I spent last night at the hospital – I got backed up if you know what I mean. 5 days, no elimination = a trip to the ER. Yesterday was not a good day. Becca and Charles were there with me at home while I tried to unsuccessfully work things out. Becca took me to the ER followed by Charles who relieved her so she could pick up our kids. Then Charles went home and I stayed overnight where things eventually, thankfully got resolved, I will spare you any details.

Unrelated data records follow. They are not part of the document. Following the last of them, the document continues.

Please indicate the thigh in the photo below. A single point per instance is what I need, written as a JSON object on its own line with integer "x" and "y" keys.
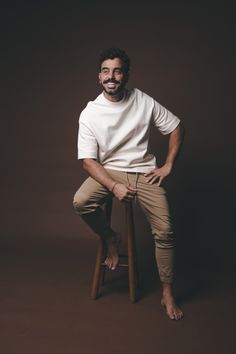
{"x": 91, "y": 191}
{"x": 153, "y": 201}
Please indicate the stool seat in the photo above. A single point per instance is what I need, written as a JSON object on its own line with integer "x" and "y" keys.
{"x": 131, "y": 264}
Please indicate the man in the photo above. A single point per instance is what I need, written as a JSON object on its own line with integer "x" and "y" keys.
{"x": 113, "y": 143}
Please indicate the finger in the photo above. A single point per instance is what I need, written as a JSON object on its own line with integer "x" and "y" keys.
{"x": 160, "y": 181}
{"x": 148, "y": 174}
{"x": 153, "y": 179}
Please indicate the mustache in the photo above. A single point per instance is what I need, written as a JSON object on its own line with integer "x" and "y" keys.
{"x": 111, "y": 80}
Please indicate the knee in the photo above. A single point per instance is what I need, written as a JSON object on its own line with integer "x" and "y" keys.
{"x": 79, "y": 203}
{"x": 164, "y": 237}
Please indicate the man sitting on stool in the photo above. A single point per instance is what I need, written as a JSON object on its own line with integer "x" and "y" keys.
{"x": 113, "y": 143}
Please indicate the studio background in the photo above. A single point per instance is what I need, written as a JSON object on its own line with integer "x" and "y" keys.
{"x": 182, "y": 54}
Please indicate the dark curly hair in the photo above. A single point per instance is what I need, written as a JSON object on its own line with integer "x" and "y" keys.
{"x": 112, "y": 53}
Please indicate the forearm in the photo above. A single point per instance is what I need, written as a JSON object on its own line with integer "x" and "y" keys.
{"x": 99, "y": 173}
{"x": 175, "y": 143}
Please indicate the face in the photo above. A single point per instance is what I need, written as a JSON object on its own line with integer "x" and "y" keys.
{"x": 112, "y": 77}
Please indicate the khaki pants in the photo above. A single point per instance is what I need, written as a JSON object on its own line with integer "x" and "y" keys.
{"x": 152, "y": 200}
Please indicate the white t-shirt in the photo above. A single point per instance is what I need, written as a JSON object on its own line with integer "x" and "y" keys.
{"x": 117, "y": 133}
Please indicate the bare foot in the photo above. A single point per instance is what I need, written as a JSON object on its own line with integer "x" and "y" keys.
{"x": 172, "y": 310}
{"x": 112, "y": 259}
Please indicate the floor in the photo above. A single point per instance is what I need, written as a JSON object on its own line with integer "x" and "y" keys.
{"x": 46, "y": 309}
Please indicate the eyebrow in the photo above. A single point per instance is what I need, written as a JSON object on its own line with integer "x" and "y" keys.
{"x": 119, "y": 68}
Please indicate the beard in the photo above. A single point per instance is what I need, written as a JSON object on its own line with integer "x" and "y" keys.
{"x": 115, "y": 91}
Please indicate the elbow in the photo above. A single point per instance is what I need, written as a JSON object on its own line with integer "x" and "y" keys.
{"x": 87, "y": 163}
{"x": 182, "y": 130}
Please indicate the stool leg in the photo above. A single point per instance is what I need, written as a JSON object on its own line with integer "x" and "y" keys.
{"x": 97, "y": 272}
{"x": 132, "y": 268}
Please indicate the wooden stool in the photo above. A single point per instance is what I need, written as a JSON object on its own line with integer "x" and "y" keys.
{"x": 100, "y": 267}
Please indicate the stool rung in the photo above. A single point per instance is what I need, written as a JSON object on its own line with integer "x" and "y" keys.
{"x": 119, "y": 264}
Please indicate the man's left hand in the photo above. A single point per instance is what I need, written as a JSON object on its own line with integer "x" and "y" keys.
{"x": 158, "y": 174}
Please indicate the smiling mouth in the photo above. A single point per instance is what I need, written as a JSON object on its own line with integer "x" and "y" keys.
{"x": 111, "y": 85}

I did not see Phin and Charlotte at all yesterday. As they were getting ready for school, I was in bed feeling nauseous and unable to participate in the morning routine. Then I went to the ER and spent the night. This morning I was feeling very low. Sad that I missed a day with them, sad that I sort of liked my hospital stay as it’s a reprieve from my everyday life, where I don’t have to measure how my life has changed. I missed a day of eating as I felt too ill to eat yesterday and I need to eat and gain weight, so that made me sad too. My sweet husband called and said all the right things to me as I lay on my hospital bed. Then Becca came to pick me up and greeted me with a hug as I cried into her shoulder. I was just low. Becca hung in there with me, made me eat the yummy food our new cook Shahnaz prepared for me. Irma, who is cleaning for us was there too and she held my hand as I cried on my bed and told me I was strong and I would be ok. Becca urged me to keep the therapy appointment I had made even though I didn’t want to go. I went. It helped. Becca made me walk with her in my neighborhood, it helped, and I felt better. She sat with me, she hugged me, and she talked sweetly and sternly to me. She moved me from the dark into the light today. Not an easy task. Her faith in me gives me strength. Her love for me makes my knees buckle with the weight in the best possible way. I got to greet my husband as he came home with a smile. He hugged me tight when he got home as he always does and I got to receive it because of all of Becca’s hard work with me today. I got to have a good night with my kids because I got pulled from the darkness by my fiercely loyal sister. Thank God for sisters. Thank God for mine.
Tomorrow is another Chemo day. Becca will come sit with me. I will go in strong as that is my will. Kicking this cancer is the hardest thing I will ever do. It has no place in my life so it must go. It is certainly tossing me around a bit but I’m getting wiser.